MEXICO CITY (Reuters) – The former chief executive of Mexican state oil company Petroleos Mexicanos, Emilio Lozoya, has agreed to be extradited from Spain to Mexico to stand trial on corruption charges, Mexican Attorney General Alejandro Gertz said on Tuesday.
Lozoya, 45, who was once a close confidant of former President Enrique Peña Nieto, is wanted in his homeland on charges including bribery and money laundering in cases involving Brazilian construction firm Odebrecht SA as well as a Mexican fertilizer firm.
Lozoya has repeatedly denied any wrongdoing.
The cases raised questions about how much others in the last government new about his actions, and the extradition should boost President Andres Manuel Lopez Obrador’s contention that he is serious about cracking down on corruption.
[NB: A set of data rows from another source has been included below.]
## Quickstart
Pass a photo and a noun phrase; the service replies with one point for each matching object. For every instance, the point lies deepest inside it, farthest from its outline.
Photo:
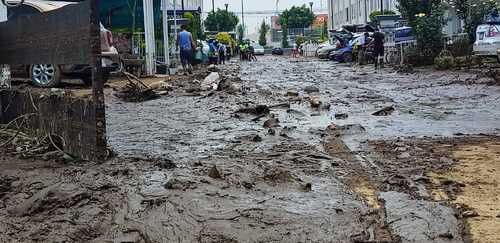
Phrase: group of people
(218, 52)
(376, 43)
(247, 52)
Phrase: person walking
(187, 47)
(378, 43)
(363, 40)
(228, 52)
(222, 53)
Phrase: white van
(487, 40)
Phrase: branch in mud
(136, 90)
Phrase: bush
(461, 47)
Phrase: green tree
(324, 32)
(374, 14)
(240, 29)
(221, 20)
(284, 38)
(473, 13)
(297, 17)
(132, 7)
(426, 17)
(193, 25)
(264, 28)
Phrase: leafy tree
(221, 20)
(426, 17)
(473, 13)
(374, 14)
(264, 28)
(193, 25)
(132, 7)
(223, 37)
(297, 17)
(324, 32)
(284, 39)
(240, 29)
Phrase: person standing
(187, 46)
(228, 52)
(378, 45)
(222, 53)
(362, 48)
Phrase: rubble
(214, 173)
(311, 89)
(386, 111)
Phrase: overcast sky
(253, 20)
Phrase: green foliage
(461, 47)
(297, 17)
(284, 40)
(193, 25)
(240, 29)
(221, 20)
(223, 37)
(300, 40)
(324, 32)
(374, 14)
(427, 20)
(473, 13)
(264, 28)
(444, 61)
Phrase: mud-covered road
(343, 154)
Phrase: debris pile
(15, 140)
(136, 90)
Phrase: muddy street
(289, 150)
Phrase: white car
(259, 50)
(487, 40)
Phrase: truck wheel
(347, 57)
(87, 79)
(45, 75)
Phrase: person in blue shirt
(187, 47)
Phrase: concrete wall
(74, 119)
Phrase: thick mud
(317, 166)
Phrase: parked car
(487, 40)
(325, 51)
(277, 51)
(259, 50)
(50, 75)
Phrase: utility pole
(166, 44)
(243, 17)
(4, 69)
(149, 34)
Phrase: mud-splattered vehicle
(50, 75)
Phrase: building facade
(347, 12)
(351, 12)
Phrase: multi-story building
(352, 12)
(347, 12)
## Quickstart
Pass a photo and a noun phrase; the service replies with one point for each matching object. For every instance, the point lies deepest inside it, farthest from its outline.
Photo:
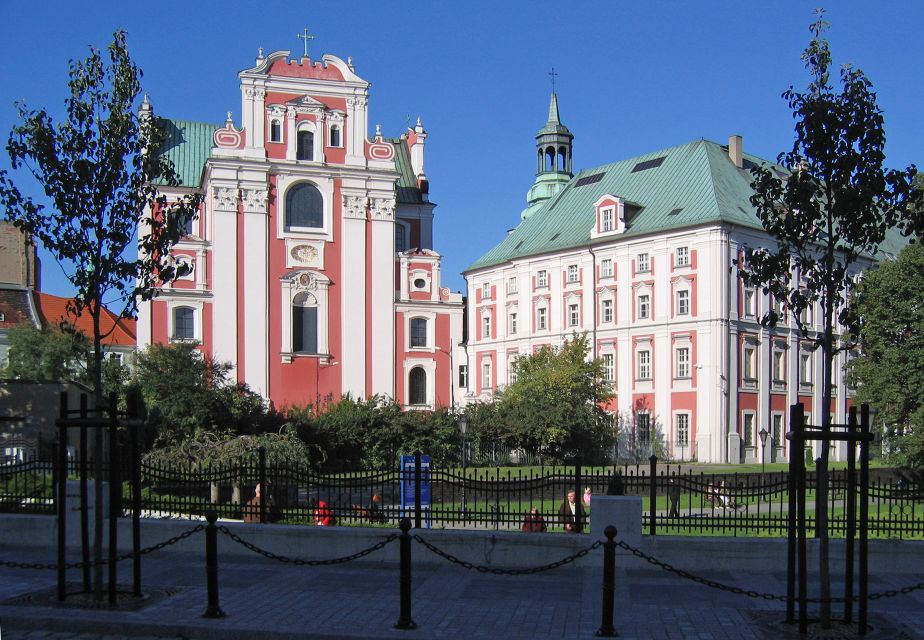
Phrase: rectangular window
(608, 361)
(683, 302)
(805, 368)
(749, 363)
(644, 365)
(776, 430)
(683, 362)
(748, 430)
(305, 329)
(643, 427)
(779, 365)
(682, 429)
(750, 303)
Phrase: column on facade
(354, 293)
(224, 278)
(256, 287)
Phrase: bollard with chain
(211, 567)
(606, 629)
(404, 619)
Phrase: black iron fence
(674, 501)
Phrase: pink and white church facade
(312, 268)
(638, 255)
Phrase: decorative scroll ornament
(383, 209)
(255, 199)
(354, 207)
(225, 198)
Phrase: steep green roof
(682, 186)
(406, 189)
(188, 145)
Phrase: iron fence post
(211, 567)
(404, 618)
(653, 494)
(263, 488)
(609, 584)
(417, 507)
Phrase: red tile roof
(52, 309)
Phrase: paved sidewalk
(267, 599)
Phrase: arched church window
(417, 383)
(304, 207)
(304, 324)
(305, 147)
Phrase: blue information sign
(407, 482)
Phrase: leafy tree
(889, 371)
(554, 408)
(830, 212)
(50, 353)
(100, 168)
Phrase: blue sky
(632, 78)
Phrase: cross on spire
(553, 74)
(304, 36)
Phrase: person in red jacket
(323, 516)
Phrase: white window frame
(643, 363)
(683, 302)
(682, 362)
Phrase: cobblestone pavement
(265, 599)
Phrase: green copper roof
(188, 144)
(406, 189)
(683, 186)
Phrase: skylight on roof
(597, 177)
(648, 164)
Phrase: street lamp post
(763, 449)
(463, 427)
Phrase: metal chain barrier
(105, 561)
(507, 572)
(302, 562)
(890, 593)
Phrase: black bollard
(211, 567)
(404, 619)
(606, 629)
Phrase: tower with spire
(553, 160)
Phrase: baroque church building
(638, 254)
(312, 267)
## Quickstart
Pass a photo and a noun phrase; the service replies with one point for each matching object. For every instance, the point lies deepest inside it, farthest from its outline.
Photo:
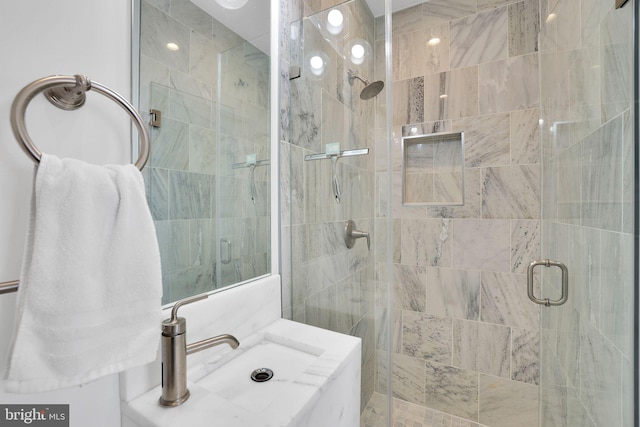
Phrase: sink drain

In a televised statement, Gertz said on Monday that Lozoya, who was arrested in the Spanish city of Malaga in February, had accepted in writing to a Spanish criminal court to be extradited to Mexico and to turn himself in to Mexican authorities.
Lozoya “offered his cooperation to establish and clarify” the charges against him,” Gertz said.
Lozoya fled Mexico once word had leaked about the case being built against him, and police spent eight months looking for him in Germany, Britain, the United States, France, Italy, Russia and Spain before he was caught, the attorney general said.
The Harvard-educated son of a former Mexican energy minister, Lozoya was indicted in Mexico last year. He ran Petroleos Mexicanos, known as Pemex, from 2012 to 2016.
It was unclear how soon Lozoya would be back in Mexico, but Gertz said steps would be set in motion for him to be extradited quickly.
Lozoya faces a lengthy prison sentence if found guilty. His lawyers have argued that everything he did while in government was done with the knowledge of then-president Peña Nieto.